Dann wirft RP die Frage auf, ob die große Zahl der Opfer Putins Herrschaft destabilisieren wird, indem ethnische und religiöse Spannungen in Russland und der ehemaligen UdSSR geschürt werden. Dies würde die Spaltung und Eroberung der Region erleichtern, die Macron und die Nato-Mächte durch ihr Eingreifen vor Ort in der Ukraine gegen Russland durchzusetzen hoffen. Wie die Unterstützung der Nato für den Völkermord in Gaza zeigt, ist dieser Krieg Teil einer reaktionären Offensive des Imperialismus in ganz Eurasien.
Somit wird deutlich, dass RP ihre Analysen vollständig im Rahmen der imperialistischen Politik entwickelt. RP geht weder auf die reaktionäre Rolle des Stalinismus ein, noch darauf, wie dessen Auflösung der Sowjetunion den imperialistischen Nato-Mächten den Weg für Kriege im gesamten Nahen Osten ebnete, noch auf den Zusammenhang zwischen Imperialismus und dem Aufstieg islamistischer Terrornetzwerke. Sie stützt ihre Opposition gegen das Putin-Regime nicht auf die trotzkistische Opposition gegen den Stalinismus, sondern auf eine pro-imperialistische Opposition gegen Russland.
RP leugnet weiter den aggressiven Charakter der neokolonialen Offensive der imperialistischen Nato-Mächte und behauptet fälschlicherweise, Washington wolle keinen Krieg. Die Gruppe schreibt:
Die Vereinigten Staaten wollen nicht länger die Rolle des Weltpolizisten spielen... In diesem heiklen Spagat, nicht schwach zu erscheinen, ohne eine Eskalation zu provozieren, reagierte die Biden-Regierung mit Angriffen auf 85 mit Teheran verbündete Ziele im Irak und in Syrien, hütete sich aber davor, den Iran direkt anzugreifen.

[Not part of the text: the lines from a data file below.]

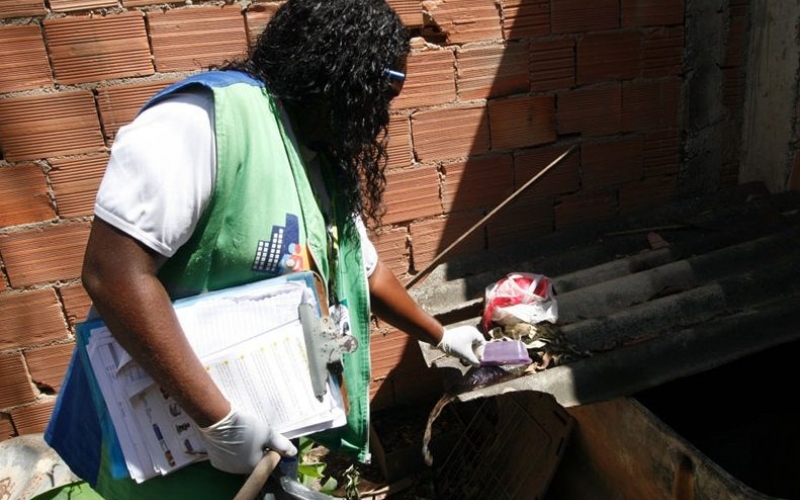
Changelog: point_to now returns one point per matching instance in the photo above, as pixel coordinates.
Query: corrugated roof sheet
(651, 297)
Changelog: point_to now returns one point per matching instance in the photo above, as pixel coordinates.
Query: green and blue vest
(262, 220)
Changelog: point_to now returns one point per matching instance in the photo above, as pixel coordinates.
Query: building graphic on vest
(282, 252)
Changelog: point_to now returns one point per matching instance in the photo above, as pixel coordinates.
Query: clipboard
(252, 339)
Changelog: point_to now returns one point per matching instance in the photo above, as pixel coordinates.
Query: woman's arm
(119, 275)
(392, 303)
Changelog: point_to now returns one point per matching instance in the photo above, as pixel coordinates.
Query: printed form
(251, 341)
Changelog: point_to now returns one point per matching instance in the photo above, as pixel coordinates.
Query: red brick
(398, 147)
(75, 181)
(662, 153)
(430, 80)
(47, 365)
(194, 38)
(392, 247)
(6, 428)
(590, 111)
(651, 105)
(95, 48)
(477, 183)
(609, 56)
(615, 161)
(519, 122)
(21, 8)
(257, 16)
(72, 5)
(40, 126)
(663, 53)
(583, 208)
(23, 195)
(399, 374)
(464, 21)
(411, 194)
(492, 71)
(33, 419)
(562, 178)
(44, 254)
(576, 16)
(652, 12)
(737, 41)
(466, 129)
(431, 237)
(119, 104)
(410, 11)
(16, 388)
(519, 223)
(25, 64)
(31, 318)
(648, 193)
(76, 303)
(525, 18)
(552, 64)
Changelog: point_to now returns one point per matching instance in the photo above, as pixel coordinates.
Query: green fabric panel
(259, 184)
(198, 481)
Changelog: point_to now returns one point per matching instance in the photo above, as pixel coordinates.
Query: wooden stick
(251, 488)
(481, 222)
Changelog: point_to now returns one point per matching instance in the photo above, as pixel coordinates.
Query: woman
(282, 150)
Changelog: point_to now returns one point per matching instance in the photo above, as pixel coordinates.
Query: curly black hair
(332, 56)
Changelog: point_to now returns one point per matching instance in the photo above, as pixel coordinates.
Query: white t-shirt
(157, 193)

Dies ist eine politische Lüge. Wenn Washington keine Kriege führen will, warum stimmt es dann für einen Verteidigungshaushalt von fast einer Billion Dollar, und warum fordert Macron die Entsendung von Truppen in die Ukraine und den Aufbau einer „Kriegswirtschaft“ in Frankreich und ganz Europa? In Wirklichkeit ruft die Militärführung in Frankreich wie auch in anderen NATO-Ländern jetzt ständig dazu auf, sich auf einen „Krieg hoher Intensität“ vorzubereiten.

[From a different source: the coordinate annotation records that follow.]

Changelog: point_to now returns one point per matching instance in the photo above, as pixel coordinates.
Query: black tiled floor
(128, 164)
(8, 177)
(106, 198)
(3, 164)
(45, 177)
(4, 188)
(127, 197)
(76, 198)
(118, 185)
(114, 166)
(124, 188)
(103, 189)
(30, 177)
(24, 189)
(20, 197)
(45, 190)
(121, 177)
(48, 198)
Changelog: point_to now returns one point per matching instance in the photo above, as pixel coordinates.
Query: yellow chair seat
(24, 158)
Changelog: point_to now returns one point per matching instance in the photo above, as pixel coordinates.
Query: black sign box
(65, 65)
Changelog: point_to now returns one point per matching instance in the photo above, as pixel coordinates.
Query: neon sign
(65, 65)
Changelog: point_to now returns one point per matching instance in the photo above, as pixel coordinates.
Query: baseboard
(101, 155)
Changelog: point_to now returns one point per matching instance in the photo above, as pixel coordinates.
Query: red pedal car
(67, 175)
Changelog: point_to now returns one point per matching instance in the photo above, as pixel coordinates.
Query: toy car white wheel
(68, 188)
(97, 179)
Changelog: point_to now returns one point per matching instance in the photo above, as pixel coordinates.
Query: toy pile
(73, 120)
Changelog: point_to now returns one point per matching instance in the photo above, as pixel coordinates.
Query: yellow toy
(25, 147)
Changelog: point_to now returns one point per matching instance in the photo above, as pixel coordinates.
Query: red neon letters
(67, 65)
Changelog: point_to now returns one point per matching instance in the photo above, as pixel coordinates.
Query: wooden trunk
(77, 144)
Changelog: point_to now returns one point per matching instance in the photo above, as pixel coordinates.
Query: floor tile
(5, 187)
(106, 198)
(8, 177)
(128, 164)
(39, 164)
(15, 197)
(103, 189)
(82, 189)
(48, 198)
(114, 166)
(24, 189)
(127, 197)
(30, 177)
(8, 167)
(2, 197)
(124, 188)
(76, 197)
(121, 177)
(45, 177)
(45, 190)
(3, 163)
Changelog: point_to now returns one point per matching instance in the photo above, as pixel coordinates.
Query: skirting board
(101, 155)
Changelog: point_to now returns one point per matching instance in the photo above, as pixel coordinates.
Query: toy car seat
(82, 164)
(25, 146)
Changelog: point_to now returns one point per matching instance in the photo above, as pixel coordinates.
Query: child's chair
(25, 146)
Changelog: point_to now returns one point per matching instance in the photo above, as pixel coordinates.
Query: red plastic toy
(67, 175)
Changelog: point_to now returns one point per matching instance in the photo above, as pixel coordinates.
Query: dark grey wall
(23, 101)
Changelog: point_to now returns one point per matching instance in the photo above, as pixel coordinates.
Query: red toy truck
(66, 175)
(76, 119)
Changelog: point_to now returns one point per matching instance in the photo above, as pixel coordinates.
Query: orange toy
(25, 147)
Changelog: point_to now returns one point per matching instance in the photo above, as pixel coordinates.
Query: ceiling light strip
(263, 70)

Die Fälschungen der RP sind organisch mit der antitrotzkistischen historischen Entwicklung der kleinbürgerlichen morenoistischen Tendenz verbunden, zu der die RP gehört. Unter der Führung von Nahuel Moreno in Argentinien brach sie 1963 mit dem IKVI und vollzog eine prinzipienlose Wiedervereinigung mit der pablistischen Tendenz, von der sich das IKVI 10 Jahre zuvor abgespalten hatte. Die politische Grundlage dieser Wiedervereinigung war die Ablehnung jeder unabhängigen revolutionären Rolle der internationalen Arbeiterklasse und die falsche Vorstellung der Pablisten, dass die stalinistischen Bürokratien die Führung der Revolution übernehmen würden.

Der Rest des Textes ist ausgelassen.